Saks was unique in that we had so many designers on the premises. There was Stephen Erklin, who did evening wear, and Miss Isabelle, who made custom sweaters with little diamond openings that showed the pattern of the dress they were worn over.
There was also Tatiana du Plessix Liberman, the wife of Alexander Liberman, editorial director for Condé Naste. Tatiana was a great friend of Sophie’s and designed custom hats for her. We even had two children’s-wear designers.
In those days, even in the ready-to-wear department, most of the clothes were kept in a back stockroom. The salons had tea stands and beautiful furniture. Women would come in, and the sales ladies would go in the back and bring out clothes to show them. It was not rack-city at all.
The designers would ship their garments to Saks without a label because you were not selling a particular designer, you were selling Saks Fifth Avenue. The “Saks Fi
fth Avenue” label was sewn on the side. Once I received a letter from a young ensign. He saved all his money to buy his wife a dress from Saks Fifth Avenue. At Christmas, he gave her this beautiful Saks box. She opened it, and there was a beautiful Saks dress, but no label.
I wrote back, “I’m sure you’ll find the label sewn in the inseam. However, I will be more than happy to be sure you have enough labels.” I sent him a box. She must have put one in every garment she owned.
Although he did not let them put their labels in the garments until the late sixties, Adam Gimbel was not against designers. Fifty percent of our garments came from designers in the garment center. Adam started out as Saks vice president when it opened in 1924. Less than a year after the store opened, Horace Saks, who was president, died, and Adam took over. He was a renaissance man, spoke French and German, was a great sportsman, and read three books a week, always one in a different language. And he had an eye like no one else. (He actually had only one eye; the other had been lost when he was a child.)
When Adam came into the store in the morning, he’d leave his coat and hat in the men’s hat department on the first floor. At night, he’d walk down from his office on the eighth floor, stopping to check every floor on his way down. He prided himself on having the most beautiful, elegant store. “America’s largest specialty store” was what he called it. Adam didn’t want to hear about Saks 34th, which was a real cheap department store and had no relationship to Saks Fifth Avenue. Neither did Gimbel’s, which was run by his cousin Bruce Gimbel, who also trained at Saks.

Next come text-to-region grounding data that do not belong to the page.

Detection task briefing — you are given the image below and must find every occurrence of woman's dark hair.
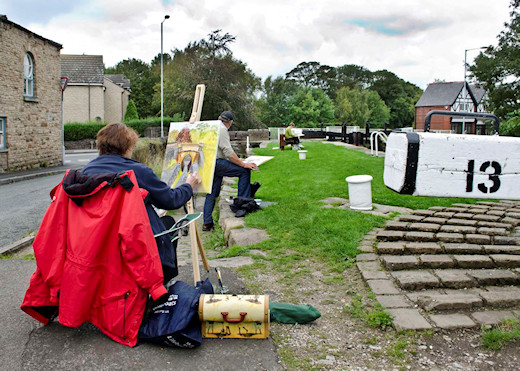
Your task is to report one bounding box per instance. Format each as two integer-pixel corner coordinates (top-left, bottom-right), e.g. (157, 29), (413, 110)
(96, 123), (139, 156)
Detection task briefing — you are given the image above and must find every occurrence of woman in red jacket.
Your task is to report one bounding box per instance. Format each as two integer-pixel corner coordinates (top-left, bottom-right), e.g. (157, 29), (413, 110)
(83, 123), (200, 283)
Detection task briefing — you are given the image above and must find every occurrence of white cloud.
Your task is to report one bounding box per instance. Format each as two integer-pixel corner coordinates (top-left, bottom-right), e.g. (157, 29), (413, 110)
(7, 0), (512, 89)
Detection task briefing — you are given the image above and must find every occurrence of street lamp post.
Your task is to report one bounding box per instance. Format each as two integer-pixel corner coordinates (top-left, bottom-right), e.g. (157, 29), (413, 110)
(161, 15), (170, 138)
(462, 46), (486, 134)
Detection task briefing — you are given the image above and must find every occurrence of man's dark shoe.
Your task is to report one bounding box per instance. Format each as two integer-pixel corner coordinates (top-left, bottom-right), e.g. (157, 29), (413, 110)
(202, 223), (214, 231)
(250, 182), (261, 198)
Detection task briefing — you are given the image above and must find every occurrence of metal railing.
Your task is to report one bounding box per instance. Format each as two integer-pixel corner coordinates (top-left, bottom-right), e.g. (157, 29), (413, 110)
(424, 111), (500, 135)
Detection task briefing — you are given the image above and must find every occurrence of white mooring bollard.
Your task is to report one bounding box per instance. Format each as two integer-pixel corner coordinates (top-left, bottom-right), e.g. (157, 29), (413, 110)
(298, 150), (307, 160)
(345, 175), (373, 210)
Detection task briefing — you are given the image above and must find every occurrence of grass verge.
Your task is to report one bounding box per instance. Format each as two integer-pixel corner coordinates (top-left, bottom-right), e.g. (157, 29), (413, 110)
(482, 319), (520, 350)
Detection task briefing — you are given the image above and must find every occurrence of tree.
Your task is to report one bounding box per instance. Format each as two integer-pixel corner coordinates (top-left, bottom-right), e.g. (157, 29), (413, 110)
(105, 59), (158, 118)
(335, 87), (390, 125)
(369, 70), (422, 128)
(287, 87), (334, 127)
(470, 0), (520, 119)
(124, 99), (138, 121)
(255, 76), (298, 126)
(366, 90), (391, 123)
(160, 30), (262, 129)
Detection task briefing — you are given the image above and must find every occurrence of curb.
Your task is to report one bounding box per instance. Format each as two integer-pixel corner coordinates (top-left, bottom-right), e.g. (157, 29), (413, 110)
(0, 169), (67, 186)
(0, 234), (35, 255)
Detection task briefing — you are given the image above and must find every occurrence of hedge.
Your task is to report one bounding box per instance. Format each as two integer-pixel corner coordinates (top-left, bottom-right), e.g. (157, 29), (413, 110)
(64, 115), (184, 140)
(64, 122), (106, 141)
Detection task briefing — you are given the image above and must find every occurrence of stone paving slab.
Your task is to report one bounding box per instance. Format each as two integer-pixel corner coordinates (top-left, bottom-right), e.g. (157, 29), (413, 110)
(452, 255), (495, 269)
(228, 228), (269, 247)
(405, 231), (436, 242)
(381, 255), (420, 270)
(366, 279), (400, 295)
(387, 309), (432, 331)
(466, 234), (492, 244)
(356, 261), (381, 271)
(375, 295), (411, 308)
(479, 289), (520, 307)
(493, 235), (520, 245)
(391, 270), (441, 290)
(409, 223), (441, 232)
(490, 254), (520, 267)
(468, 269), (520, 285)
(443, 243), (483, 254)
(376, 230), (405, 241)
(420, 255), (455, 269)
(376, 242), (405, 255)
(406, 242), (443, 254)
(416, 293), (483, 311)
(471, 310), (517, 326)
(356, 253), (378, 262)
(440, 225), (477, 234)
(360, 270), (389, 281)
(429, 314), (477, 329)
(447, 218), (478, 226)
(422, 217), (448, 224)
(437, 232), (465, 243)
(433, 269), (477, 289)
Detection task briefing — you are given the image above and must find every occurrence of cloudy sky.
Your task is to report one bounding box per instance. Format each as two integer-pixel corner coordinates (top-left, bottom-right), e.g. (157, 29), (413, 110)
(3, 0), (512, 89)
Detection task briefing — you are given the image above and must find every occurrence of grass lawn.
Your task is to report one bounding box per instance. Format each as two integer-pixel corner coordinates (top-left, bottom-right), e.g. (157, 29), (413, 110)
(232, 141), (484, 270)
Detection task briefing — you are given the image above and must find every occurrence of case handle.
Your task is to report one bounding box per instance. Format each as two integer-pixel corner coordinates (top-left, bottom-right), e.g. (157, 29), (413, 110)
(221, 311), (247, 323)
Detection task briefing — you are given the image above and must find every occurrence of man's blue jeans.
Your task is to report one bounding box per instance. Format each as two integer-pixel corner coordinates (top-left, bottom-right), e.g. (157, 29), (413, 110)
(203, 159), (251, 224)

A few years after I arrived, Grace DeMun was let go. I went up to Sophie and said, “I don’t know what to do. Grace wants me to leave with her.”
She said, “You wait right here.” She called Adam. I was in the fitting room, and I could see his feet going past. Then I heard him say, “You tell Helen I’m going to give her six months, and if she does the job, it’s hers. She won’t get an increase; she’ll have to work for it.”
And I did. I directed all the public relations; I produced and directed every fashion show. And when we started new stores in places like Chicago, Atlanta, Palo Alto, it was my job to go out in the market, meet the community, and open the store. I would have breakfast meetings with women—there weren’t many working women in those days. A Saks Fifth Avenue in their city was so exciting to them. “Oh, we’re going to get a little piece of New York,” they’d say.